Martedì 27 Agosto: Ambositra - Antoetra - Ambositra

 

Stamattina partiamo carichi, ci aspetta la passeggiata per raggiungere Ifasina, uno dei villaggi della tribù degli Zafimaniri.

 

La strada per Antoetra è breve, ma il tragitto è quasi tutto su una pista pietosa e pietrosa... 2 ore per fare meno di 40 km!

 

Arriviamo davanti alla mairie di Antoetra e conosciamo il presidente della cooperativa delle guide, che ci presenta la guida per la nostra passeggiata, Hyacinte, uno zafimaniri piccolissimo e vecchissimo e tutti i ragazzi del villaggio che ci danno appuntamento per il ritorno, per visitare i loro laboratori di ebanisteria.

 

Hyacinte ci descrive la strada che percorreremo, circa 12 km... Noi siamo carichi ma allenati più o meno come una mozzarella di bufala e sentirci dire che non sono in piano, ma che ci sono 2 colline da scalare, pure ripide, da un colpo alla nostra determinazione (e al ginocchio che si è gonfiato da qualche giorno).

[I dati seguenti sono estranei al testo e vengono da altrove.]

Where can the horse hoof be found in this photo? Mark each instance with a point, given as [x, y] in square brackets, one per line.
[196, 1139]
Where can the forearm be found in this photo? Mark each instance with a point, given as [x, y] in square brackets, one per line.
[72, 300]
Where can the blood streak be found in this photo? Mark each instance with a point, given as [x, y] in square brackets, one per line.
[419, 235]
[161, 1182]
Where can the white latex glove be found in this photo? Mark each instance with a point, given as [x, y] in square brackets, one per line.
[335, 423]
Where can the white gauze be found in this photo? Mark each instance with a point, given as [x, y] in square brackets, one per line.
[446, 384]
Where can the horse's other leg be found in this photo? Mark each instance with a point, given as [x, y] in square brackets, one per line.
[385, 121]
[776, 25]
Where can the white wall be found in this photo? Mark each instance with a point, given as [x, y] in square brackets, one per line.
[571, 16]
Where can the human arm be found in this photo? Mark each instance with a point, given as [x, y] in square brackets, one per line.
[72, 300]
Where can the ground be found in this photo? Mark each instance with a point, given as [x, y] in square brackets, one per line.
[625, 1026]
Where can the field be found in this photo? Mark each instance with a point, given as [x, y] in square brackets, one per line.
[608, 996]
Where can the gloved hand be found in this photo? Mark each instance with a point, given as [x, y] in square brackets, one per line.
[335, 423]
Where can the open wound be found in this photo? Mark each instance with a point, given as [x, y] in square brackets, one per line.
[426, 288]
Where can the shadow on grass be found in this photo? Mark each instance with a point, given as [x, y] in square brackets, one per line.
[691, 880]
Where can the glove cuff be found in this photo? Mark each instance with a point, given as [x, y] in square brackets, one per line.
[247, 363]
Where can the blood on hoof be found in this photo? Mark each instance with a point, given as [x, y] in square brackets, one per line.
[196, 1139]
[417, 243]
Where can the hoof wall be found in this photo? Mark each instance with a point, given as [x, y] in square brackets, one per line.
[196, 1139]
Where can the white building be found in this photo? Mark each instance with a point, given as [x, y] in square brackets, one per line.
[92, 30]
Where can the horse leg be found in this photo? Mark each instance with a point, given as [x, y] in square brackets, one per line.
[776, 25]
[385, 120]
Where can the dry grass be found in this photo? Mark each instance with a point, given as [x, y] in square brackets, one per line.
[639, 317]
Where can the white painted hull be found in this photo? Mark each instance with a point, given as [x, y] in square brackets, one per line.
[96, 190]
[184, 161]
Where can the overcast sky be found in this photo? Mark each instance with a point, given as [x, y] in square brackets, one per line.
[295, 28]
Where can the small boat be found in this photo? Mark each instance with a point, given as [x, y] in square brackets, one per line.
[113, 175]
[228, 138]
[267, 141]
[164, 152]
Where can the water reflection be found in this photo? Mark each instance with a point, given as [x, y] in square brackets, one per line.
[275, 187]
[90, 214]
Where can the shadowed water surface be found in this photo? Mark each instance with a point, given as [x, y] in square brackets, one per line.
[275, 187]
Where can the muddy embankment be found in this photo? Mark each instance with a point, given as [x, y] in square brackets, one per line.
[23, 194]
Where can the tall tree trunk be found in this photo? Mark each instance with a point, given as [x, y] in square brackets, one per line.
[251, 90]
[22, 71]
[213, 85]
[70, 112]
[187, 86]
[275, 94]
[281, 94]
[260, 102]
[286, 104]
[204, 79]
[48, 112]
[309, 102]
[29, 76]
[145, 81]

Oltretutto c'è la festa per l'esumazione dei morti e partecipano tutti, visto che è praticamente l'occasione mondana del mese a Antoetra.

 

Vabbé, proviamo, magari arriviamo alla prima collina, dove c'è una "Stele dei morti" e poi decidiamo se proseguire.

 

Partiamo uscendo dal paese e puntando verso le colline...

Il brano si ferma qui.